Cuba: Secretário Marco Rubio critica incompetência econômica e alerta sobre ameaças
O cenário político internacional volta a focar nas tensões entre Estados Unidos e Cuba, após declarações contundentes do Secretário de Estado Marco Rubio. Em uma entrevista à Fox News na última segunda-feira, 27 de abril de 2026, Rubio classificou o governo cubano como “economicamente incompetente”, apontando para uma profunda incapacidade de promover as reformas estruturais necessárias para o desenvolvimento da ilha. Suas afirmações ressaltam a persistente linha dura de Washington em relação a Havana, em um momento de crescente debate sobre a política externa americana.
Incompetência Econômica e a Necessidade de Reformas em Cuba
Marco Rubio enfatizou que qualquer melhoria significativa na economia cubana estaria intrinsecamente ligada à implementação de “reformas econômicas substanciais e sérias”. No entanto, o Secretário de Estado expressou ceticismo, afirmando que tais mudanças seriam inviáveis sob a atual liderança da ilha.

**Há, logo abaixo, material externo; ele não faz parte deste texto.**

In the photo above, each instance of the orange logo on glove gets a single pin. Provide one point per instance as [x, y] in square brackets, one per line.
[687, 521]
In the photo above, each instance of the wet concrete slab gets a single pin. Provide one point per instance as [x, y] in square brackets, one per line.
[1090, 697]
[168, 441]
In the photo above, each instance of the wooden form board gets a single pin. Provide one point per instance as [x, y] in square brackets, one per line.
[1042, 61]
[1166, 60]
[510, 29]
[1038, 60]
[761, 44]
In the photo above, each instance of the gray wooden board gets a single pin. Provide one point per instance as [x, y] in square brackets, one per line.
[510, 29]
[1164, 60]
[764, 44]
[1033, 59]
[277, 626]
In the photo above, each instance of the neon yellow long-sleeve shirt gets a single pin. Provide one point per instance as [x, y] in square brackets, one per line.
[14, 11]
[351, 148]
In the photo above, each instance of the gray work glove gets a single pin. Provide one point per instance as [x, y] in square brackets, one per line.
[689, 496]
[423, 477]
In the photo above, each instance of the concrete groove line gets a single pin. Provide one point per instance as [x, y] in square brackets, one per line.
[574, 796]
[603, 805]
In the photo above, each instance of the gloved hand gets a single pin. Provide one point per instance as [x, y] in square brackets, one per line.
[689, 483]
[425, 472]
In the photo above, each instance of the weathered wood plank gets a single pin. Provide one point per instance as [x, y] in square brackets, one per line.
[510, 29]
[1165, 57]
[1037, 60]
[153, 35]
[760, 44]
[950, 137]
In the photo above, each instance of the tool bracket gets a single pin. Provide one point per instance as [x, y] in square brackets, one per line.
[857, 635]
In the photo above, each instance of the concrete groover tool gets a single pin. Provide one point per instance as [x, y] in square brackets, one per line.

Essa perspectiva sublinha a visão de que o modelo econômico vigente em Cuba é um entrave fundamental para seu progresso, e que a mudança de comando seria um pré-requisito para qualquer avanço real, conforme detalhado na entrevista.
Alerta de Ameaças à Segurança Nacional dos Estados Unidos
Além das críticas econômicas, Rubio elevou o tom ao abordar questões de segurança, acusando o governo cubano de permitir a atuação de adversários dos Estados Unidos em seu território. Essa permissividade, segundo ele, representa uma ameaça direta e inaceitável aos interesses nacionais norte-americanos. O Secretário de Estado foi categórico ao declarar que os EUA não tolerarão a presença de estruturas militares ou de inteligência estrangeiras operando “com impunidade” a uma distância de aproximadamente 90 milhas de suas fronteiras. A proximidade geográfica de Cuba com os EUA torna essa questão um ponto sensível e de constante vigilância para Washington.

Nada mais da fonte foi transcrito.